Twenty best-fitting inhibitor conformers were saved, and organised into 10 conformational families. The most promising molecule from each of these families was then considered for more in-depth analysis.
Predicting inhibition ability
Each selected HLCIC analogue was carefully built using modelling software. Predicting each molecule’s ability to inhibit is not an easy job, involving consideration of multiple factors in a process called Quantitative Structural Activity Relationship (QSAR). QSAR is a commonly-used mathematical modelling tool within organic chemistry. It also takes into account 3D models of the protein’s active site to analyse the enzyme-inhibitor interactions. QSAR computes the Gibbs free energy of enzyme:inhibitor complex formation, which quantifies how energetically stable the HLCIC molecule is once it’s in the active site. This value can be used to predict the ability of each HLCIC analogue to inhibit FP-2.
This process led the team to the identification of several potent HCLIC molecules, some of which are predicted to be hundreds of times more potent than the best inhibitors from training set of HLCICs.
Megnassan and his team now have a set of promising compounds which could be taken to drug trials.
The best candidates for drug testing
Megnassan and his team now have a set of promising compounds which could be taken to drug trials. Due to the importance of the S2 pocket, the top-scoring compounds are HLCIC compounds which have a substitution that allows them to fill this part of the FP-2 active site. The best of the set has a predicted ability to inhibit FP-2 of about 500 times higher than the HLCICs in the training set.
Superimposing the best molecules also identifies some interesting trends. The best-designed HLCIC analogue is one with a very bulky chain that fills S2, a finding which matches those reported by other research groups investigating different drugs to inhibit FP-2.
Most excitingly, the pharmacological properties of HLCICs make them good drug candidates – they should be as effectively processed by the human body as current antimalarial medication. Gastrointestinal absorption is predicted to be low, suggesting that HLCIC-type drugs would require injection.
The work done by Megnassan and his collaborators has resulted in eight novel and viable compounds for treating malaria.

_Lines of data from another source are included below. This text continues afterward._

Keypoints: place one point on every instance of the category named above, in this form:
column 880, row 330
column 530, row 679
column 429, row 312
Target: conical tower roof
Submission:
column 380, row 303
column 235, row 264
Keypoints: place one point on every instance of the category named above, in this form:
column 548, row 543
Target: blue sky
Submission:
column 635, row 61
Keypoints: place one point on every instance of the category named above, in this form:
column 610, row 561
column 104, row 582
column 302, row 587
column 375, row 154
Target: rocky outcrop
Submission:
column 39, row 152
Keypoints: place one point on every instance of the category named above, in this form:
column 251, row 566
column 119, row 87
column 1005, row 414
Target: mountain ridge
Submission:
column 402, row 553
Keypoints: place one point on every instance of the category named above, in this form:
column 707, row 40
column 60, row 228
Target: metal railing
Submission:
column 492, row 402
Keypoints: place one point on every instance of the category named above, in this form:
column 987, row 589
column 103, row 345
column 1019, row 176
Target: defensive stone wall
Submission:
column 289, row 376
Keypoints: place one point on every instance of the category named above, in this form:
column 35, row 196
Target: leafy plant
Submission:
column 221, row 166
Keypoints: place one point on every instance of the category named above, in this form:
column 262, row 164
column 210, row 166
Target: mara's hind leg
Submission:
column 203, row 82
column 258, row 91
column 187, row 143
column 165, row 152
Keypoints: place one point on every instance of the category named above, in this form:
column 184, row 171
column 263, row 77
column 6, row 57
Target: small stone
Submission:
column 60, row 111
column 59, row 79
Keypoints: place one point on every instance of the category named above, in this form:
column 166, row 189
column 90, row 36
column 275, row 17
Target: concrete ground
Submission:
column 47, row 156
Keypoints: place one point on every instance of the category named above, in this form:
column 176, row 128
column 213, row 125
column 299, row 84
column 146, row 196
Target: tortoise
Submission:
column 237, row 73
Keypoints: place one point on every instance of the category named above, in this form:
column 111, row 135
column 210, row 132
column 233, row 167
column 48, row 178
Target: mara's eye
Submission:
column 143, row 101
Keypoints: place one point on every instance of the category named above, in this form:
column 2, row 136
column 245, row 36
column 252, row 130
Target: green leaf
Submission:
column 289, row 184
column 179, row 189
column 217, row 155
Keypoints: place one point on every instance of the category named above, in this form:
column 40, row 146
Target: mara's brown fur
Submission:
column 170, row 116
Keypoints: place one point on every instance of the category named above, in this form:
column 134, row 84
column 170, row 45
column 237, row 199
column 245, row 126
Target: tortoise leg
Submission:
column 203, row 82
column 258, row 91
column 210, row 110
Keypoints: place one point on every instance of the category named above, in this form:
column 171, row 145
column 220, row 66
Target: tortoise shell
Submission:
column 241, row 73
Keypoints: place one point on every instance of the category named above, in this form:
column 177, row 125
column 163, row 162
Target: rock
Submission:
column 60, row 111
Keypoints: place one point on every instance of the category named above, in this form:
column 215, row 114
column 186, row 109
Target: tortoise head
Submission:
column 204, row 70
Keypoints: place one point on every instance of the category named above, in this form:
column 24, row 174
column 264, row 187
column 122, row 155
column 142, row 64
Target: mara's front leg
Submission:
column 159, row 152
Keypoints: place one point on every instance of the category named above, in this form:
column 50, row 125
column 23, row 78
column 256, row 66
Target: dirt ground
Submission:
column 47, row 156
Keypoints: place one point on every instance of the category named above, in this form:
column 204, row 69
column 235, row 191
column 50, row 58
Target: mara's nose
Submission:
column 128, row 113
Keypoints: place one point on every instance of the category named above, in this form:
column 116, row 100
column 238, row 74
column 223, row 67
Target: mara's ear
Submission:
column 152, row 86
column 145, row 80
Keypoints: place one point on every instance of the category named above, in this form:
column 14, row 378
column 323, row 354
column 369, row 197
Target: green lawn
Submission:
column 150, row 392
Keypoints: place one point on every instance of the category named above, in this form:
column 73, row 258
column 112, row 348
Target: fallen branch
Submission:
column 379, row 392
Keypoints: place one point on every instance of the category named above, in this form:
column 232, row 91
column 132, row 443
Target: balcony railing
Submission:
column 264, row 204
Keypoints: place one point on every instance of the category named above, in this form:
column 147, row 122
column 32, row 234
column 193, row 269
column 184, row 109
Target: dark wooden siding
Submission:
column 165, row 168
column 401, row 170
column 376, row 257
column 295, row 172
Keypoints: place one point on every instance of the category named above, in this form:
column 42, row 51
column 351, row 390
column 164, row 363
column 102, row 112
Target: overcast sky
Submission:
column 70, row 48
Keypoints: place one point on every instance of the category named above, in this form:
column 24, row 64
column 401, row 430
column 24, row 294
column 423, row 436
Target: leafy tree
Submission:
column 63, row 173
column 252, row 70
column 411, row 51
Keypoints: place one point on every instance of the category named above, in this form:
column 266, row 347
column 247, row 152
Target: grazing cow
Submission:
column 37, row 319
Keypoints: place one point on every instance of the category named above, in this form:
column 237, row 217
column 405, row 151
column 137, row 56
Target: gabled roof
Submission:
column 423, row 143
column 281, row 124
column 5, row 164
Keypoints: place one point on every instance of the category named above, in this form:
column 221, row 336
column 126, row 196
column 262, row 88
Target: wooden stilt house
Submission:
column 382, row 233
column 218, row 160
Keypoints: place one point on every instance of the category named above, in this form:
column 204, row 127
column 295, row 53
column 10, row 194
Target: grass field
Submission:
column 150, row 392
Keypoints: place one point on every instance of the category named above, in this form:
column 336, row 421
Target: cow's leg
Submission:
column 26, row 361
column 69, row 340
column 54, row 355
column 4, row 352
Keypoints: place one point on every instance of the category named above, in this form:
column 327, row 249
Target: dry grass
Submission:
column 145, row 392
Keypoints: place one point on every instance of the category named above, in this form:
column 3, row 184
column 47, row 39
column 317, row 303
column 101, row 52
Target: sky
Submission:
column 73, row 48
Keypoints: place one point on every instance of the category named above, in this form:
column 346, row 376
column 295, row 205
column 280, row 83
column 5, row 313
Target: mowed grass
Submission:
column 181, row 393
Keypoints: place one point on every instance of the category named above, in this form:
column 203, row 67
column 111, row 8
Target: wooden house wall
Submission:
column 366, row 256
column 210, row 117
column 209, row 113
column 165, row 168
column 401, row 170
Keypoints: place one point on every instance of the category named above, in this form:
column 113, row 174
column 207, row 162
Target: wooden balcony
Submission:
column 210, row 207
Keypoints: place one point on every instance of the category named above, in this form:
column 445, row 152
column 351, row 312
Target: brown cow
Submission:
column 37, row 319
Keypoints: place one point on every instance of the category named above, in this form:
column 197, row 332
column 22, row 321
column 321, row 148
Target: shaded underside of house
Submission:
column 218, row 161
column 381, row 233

The team hope that the compounds will soon be synthesised and evaluated in order to check the efficacy of their design process, and guide future drug discovery of FP-2 inhibitor molecules. As currently-used antimalarials like artemisinin-based combination therapies are at risk of becoming ineffective due to drug resistance, these developments are important for the population of the Ivory Coast and nearby countries in Africa. The researchers hope the paper will stand as an encouragement to African countries to invest in molecular sciences.
In this paper you provide eight HLCIC compounds which may be potential drug compounds, and also supply new information about the structure of the FP-2 enzyme active site and methods for exploiting it for malaria drug design. Which of these research outcomes do you consider to be more impactful, and why?
<> Succeed in opening the gate to a better structural knowledge of WHO validated tropical disease targets. The next step is to connect the design of naturally occurring compounds taking advantage from African flora. As we know the best antimalarials the world has ever discovered are natural compounds (quinine and artemisinin).